Buuren, S. v. and Fredriks, M. (2001) Worm plot: a simple diagnostic device for modelling growth reference curves, Statistics in medicine, 20, 1259–1277.
Fasiolo, M., Nedellec, R., Goude, Y. and Wood, S.N., 2019. Scalable visualization methods for modern generalized additive models. Journal of computational and Graphical Statistics, pp.1-9.

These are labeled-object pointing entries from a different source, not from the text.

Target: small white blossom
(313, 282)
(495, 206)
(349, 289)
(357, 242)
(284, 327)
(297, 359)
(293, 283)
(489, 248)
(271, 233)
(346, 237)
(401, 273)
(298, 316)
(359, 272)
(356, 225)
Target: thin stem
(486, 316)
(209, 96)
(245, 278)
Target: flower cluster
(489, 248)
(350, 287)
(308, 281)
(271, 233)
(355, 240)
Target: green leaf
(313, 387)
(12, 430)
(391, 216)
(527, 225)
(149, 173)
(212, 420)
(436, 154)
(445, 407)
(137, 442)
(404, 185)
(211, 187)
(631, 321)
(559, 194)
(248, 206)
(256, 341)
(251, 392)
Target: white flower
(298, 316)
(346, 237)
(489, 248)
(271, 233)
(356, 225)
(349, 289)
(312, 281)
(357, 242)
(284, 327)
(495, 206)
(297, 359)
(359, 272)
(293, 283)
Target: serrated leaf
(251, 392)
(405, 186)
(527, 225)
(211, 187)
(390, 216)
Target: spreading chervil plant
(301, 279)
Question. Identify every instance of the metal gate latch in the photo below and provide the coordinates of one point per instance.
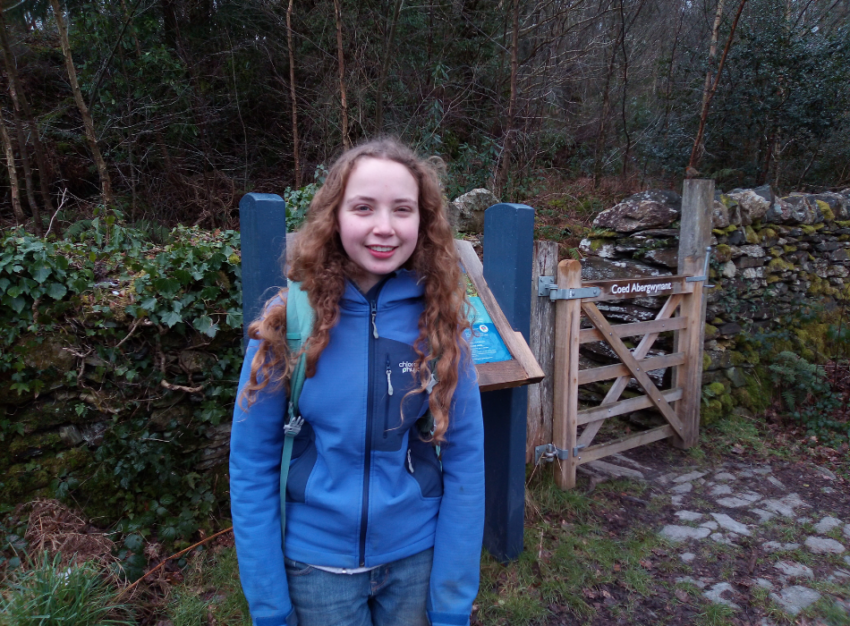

Murdoch, D. (2001) Rgl: An r interface to opengl, in Proceedings of DSC, p. 2.
Wand, M. P. (1994) Fast computation of multivariate kernel estimators, Journal of Computational and Graphical Statistics, 3, 433–445
Wickham, H. (2009) ggplot2: Elegant Graphics for Data Analysis, Springer-Verlag New York.
Wickham, H. (2010) A layered grammar of graphics, Journal of Computational and Graphical Statistics, 19, 3–28.
Wood, S.N. (2017) Generalized Additive Models: An Introduction with R (2nd edition). Chapman and Hall/CRC.